O jurista defende que o financiamento às cooperativas e à agricultura familiar deve estar associado a uma forte componente de organização e capacitação técnica dos agricultores nacionais.
Caso isso aconteça, será uma forma de criar ou incentivar o surgimento de um mercado de trabalho e de investimento específico para os técnicos agrícolas, agrónomos, contabilistas e consultores de pequena dimensão.
É ainda uma oportunidade para o país construir uma visão mais abrangente e integrada do sector primário da economia. Os impactos positivos ultrapassam a dimensão do acesso à terra e ao crédito. E podem facilitar o desenvolvimento de uma verdadeira economia rural.
“Vou dar um exemplo concreto: se o fomento das cooperativas incluir verbas para a assistência técnica e fomento organizacional, isto pode gerar um grande impacto na economia agrícola. Não nos podemos esquecer que o investimento na agricultura familiar é uma das vias para melhorar a distribuição da riqueza em Angola”.
USD 100 milhões
Com o país em Estado de Emergência, as empresas estão de portas fechadas e desligaram as máquinas registadoras. A facturação está praticamente a zero em diversos sectores económicos.
O cenário terá um efeito directo, ainda por contabilizar, num mercado de trabalho com poucas oportunidades. Quando a economia voltar a funcionar, nem todas as empresas vão poder manter o mesmo número de trabalhadores.
Segundo Precioso Domingos, os incentivos e linhas de crédito do Governo totalizam cerca de 100 milhões de dólares ou 0,15 por cento do Produto Interno Bruto (PIB, indicador que se refere à produção total de riqueza no país).
O economista defende que a intervenção pública deverá ter dois momentos distintos: durante a pandemia (mais focado no apoio às empresas e famílias durante o confinamento) e após a pandemia (para reanimar o tecido produtivo).
Noutras latitudes, as medidas de apoio à economia e aos trabalhadores representam cerca de 10 por cento do PIB.
Mesmo os países com economias mais liberais (onde a intervenção estatal costuma ser mal recebida) têm vindo a anunciar um aumento exponencial dos gastos públicos para conter os efeitos do confinamento forçado e da falta de actividade económica.
“Mas Angola está a recorrer ao Parlamento para diminuir despesas”, lembra Precioso Domingos, em referência à necessidade de rectificar nos próximos meses, em baixa, o Orçamento Geral do Estado de 2020.
Como o país está a implementar um programa com o apoio do FMI, é quase obrigatório manter as contas públicas sustentáveis.

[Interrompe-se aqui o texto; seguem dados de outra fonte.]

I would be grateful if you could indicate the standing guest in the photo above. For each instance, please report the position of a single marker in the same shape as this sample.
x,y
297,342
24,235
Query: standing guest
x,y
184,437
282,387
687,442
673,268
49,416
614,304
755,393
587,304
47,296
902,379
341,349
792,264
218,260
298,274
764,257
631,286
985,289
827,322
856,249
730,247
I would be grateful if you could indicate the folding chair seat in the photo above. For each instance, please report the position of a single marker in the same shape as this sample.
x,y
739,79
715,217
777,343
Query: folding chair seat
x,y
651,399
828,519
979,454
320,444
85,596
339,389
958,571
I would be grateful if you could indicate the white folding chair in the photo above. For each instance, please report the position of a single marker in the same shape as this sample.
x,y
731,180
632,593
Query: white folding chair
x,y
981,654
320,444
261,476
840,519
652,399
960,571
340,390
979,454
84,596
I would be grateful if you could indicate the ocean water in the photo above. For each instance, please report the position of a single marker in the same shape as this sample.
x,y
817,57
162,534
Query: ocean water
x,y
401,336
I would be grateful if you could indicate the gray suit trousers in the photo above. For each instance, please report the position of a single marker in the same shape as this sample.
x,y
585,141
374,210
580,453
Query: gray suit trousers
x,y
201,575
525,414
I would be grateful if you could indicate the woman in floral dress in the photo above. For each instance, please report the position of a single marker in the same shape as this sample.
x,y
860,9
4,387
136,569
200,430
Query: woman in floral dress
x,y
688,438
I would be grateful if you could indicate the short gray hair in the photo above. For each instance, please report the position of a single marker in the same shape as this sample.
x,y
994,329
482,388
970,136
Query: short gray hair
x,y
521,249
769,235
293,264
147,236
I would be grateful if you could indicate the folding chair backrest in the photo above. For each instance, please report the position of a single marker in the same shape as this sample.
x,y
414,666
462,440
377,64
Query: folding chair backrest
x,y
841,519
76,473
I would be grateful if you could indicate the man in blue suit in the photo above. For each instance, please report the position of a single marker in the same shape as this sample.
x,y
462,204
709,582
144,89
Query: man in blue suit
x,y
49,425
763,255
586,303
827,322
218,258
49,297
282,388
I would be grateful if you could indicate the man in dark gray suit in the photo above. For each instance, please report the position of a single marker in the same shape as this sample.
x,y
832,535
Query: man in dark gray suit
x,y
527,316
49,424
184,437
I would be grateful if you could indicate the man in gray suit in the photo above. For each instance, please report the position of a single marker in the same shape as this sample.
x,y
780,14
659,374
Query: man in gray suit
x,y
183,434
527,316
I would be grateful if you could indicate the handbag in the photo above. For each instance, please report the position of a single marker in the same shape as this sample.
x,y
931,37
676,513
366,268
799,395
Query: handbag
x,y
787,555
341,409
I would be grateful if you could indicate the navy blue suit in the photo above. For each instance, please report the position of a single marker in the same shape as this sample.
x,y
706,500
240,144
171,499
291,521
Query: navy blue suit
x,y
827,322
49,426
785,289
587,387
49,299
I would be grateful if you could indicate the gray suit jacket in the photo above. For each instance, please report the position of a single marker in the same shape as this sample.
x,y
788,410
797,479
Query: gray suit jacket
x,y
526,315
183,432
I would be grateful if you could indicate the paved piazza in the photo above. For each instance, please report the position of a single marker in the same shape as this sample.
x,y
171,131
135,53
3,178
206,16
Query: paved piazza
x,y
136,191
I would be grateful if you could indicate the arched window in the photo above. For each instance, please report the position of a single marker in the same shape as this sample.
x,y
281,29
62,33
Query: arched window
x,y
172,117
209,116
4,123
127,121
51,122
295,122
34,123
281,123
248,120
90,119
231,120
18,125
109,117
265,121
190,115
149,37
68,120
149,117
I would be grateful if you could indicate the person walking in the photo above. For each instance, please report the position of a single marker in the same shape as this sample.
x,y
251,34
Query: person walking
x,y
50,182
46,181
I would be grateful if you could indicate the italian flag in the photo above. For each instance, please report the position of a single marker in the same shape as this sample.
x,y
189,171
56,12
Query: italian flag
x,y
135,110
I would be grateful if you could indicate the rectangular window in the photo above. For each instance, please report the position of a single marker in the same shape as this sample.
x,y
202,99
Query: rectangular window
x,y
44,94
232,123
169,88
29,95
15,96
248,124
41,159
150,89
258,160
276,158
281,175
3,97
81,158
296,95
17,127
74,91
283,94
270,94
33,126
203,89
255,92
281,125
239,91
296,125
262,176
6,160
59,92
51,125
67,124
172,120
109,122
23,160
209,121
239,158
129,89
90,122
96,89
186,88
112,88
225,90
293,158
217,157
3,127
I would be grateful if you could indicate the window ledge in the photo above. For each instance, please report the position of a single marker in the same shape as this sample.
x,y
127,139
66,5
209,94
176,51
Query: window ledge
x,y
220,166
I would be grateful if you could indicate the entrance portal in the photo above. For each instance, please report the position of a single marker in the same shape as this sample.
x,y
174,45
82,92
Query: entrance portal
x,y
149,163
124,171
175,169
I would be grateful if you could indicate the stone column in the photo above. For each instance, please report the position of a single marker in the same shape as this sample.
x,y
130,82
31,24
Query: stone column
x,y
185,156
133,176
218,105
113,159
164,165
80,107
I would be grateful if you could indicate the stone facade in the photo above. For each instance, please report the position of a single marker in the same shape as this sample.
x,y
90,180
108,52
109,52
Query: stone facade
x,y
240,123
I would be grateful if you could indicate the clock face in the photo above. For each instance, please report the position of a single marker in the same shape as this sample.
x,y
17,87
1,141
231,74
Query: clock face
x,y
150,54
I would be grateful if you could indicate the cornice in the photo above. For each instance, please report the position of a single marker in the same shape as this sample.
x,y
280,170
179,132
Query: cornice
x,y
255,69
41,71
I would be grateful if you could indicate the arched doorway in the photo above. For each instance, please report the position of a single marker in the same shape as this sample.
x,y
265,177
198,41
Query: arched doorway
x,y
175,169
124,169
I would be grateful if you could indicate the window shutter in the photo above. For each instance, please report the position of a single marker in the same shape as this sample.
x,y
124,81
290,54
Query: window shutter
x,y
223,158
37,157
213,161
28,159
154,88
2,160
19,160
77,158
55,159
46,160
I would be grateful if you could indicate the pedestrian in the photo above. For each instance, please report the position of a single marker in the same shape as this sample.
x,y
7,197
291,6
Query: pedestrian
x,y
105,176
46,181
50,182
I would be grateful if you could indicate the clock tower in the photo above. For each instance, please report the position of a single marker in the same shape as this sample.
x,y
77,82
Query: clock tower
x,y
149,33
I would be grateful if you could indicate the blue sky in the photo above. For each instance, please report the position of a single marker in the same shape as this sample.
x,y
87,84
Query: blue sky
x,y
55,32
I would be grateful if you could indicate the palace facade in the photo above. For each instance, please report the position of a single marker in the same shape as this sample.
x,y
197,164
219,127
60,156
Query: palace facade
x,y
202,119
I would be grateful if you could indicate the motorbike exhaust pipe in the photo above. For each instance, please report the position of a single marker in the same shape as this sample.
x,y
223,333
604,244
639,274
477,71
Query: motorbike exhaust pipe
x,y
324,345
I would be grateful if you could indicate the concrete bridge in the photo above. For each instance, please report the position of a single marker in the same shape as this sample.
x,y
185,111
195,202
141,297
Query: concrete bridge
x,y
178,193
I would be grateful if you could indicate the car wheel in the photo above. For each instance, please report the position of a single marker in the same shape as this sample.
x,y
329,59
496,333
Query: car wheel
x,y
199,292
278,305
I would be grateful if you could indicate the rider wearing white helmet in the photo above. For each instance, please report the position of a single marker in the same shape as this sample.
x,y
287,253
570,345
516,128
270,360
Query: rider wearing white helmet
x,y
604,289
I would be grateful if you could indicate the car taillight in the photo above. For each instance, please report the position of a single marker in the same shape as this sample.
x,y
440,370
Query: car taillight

O que significa não recorrer a novos empréstimos.
“Estamos numa encruzilhada. Os fundos disponibilizados pelo Governo são insignificantes e acabam por ser uma medida simbólica. São também insuficientes para acudir as famílias. Se calhar, devíamos apoiar mais as empresas, reduzindo os impostos ou através de outros incentivos fiscais”, sugere o investigador do CEIC.